Ten tonnes of flake ice, made by two 2.5t Buus ice machines positioned in separate compartments on either side of the main deck, aft of the accommodation casing, can be stored in full-height lockers in the fishroom.

The fishroom refrigeration system, which uses stainless steel refrigeration pipes mounted on the deckhead, was installed by Lemvig Maskin og Køleteknik, which is a sister company to Thyborøn Skibs and Motor.

When landing, an electric winch mounted on the underside of the main deck is used to pull stacks of boxes aft towards the portside, from where they are lifted ashore through a large hatch by a Thistle Marine MFB8 stiff-boom crane served by a 2t landing winch.

Engineroom machinery

Tranquility’s aft engineroom, which is characteristic of this design of vessel, features a particularly well-thought-out arrangement ensuring that engineer Chris Shearer has maximum ease of access for all levels of service for years to come.

Tranquility steaming at 12 knots.

Tranquility steaming at 12 knots.

The Mitsubishi S6U straight-six main engine develops 680kW @ 1050rpm and is coupled to a Hundested CPG 120-2 8:1 reduction gearbox to turn a Hundested 2,780mm-diameter four-bladed CP nickel aluminium bronze propeller mounted in a matching high-efficiency nozzle. The centreline propulsion system is operated through one of three sets of SeaMech electronic engine controls strategically positioned in the wheelhouse.

Two Rexroth load-sensing pumps drive the main hydraulic system via gearbox-mounted PTOs.

An electrically-driven 45kW power pack is used to drive a standby pump, enabling the main hydraulic equipment to be operated at reduced power. This arrangement also allows the deck machinery to be operated in harbour when the crew are either mending or taking on gear, while the driver is carrying out routine maintenance work on the propulsion unit after stopping the engine.

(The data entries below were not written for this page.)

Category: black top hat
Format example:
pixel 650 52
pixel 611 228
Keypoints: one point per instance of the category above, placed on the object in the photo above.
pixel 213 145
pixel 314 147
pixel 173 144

Two Volvo D7AT auxiliary engines, run trip-about, drive 149kVA Newage Stamford 415/3/50 generators. The electrical generators are fully synchronised through the switchboard panels to give load sharing and automated auxiliary start-up.

The engine exhausts are routed up through the starboard leg of the stylishly-raked aft gantry.

A fourth exhaust system, serving a Beta Marine harbour genset that provides electrical power to keep the accommodation areas warmed when Tranquility is berthed in harbour, is housed in the port leg of the gantry.

One of two Volvo Penta D7AT auxiliary engines that drive 149kVA Newage Stamford 415/3/50 generators.

One of two Volvo Penta D7AT auxiliary engines that drive 149kVA Newage Stamford 415/3/50 generators.

Tranquility can start a trip carrying 36,000 litres of fuel, housed in a combination of four main deep tanks (two forward and two aft), together with daily service and two wing tanks in the engineroom. Electronic fuel gauges and a fuel meter are conveniently placed in the engineroom adjacent to the pipe manifolds leading from the various tanks, allowing Chris Shearer to know precisely how much fuel he is transferring,

Freshwater capacity is 27,000 litres. This total includes 12,000 litres in double-bottom tanks under the fishroom floor for domestic use and 15,000 litres in the bulb serving the two ice machines. The 9,400 litres housed in an anti-roll tank located across the vessel’s full beam under the wheelhouse floor can also be used to supplement freshwater supplies should the need arise.

Two Bloksma coolers serve the main engine, gearbox and hydraulics. The Volvo auxiliaries are freshwater-cooled in conjunction with cooling pipes built into the bilge keels.

A hydraulically-operated Hundested bow thruster of 120kW is fitted, to give maximum vessel manoeuvrability in restricted areas.

A particular feature of Tranquility is the extremely low level of noise evident throughout the boat. When steaming at 12 knots during trials, with 95% load on the Mitsubishi propulsion engine, the noise levels in the messdeck and cabins was recorded at 55dB (A). These very low levels, which mean that the main engine is barely discernible, are highly appreciated by the skippers and crew.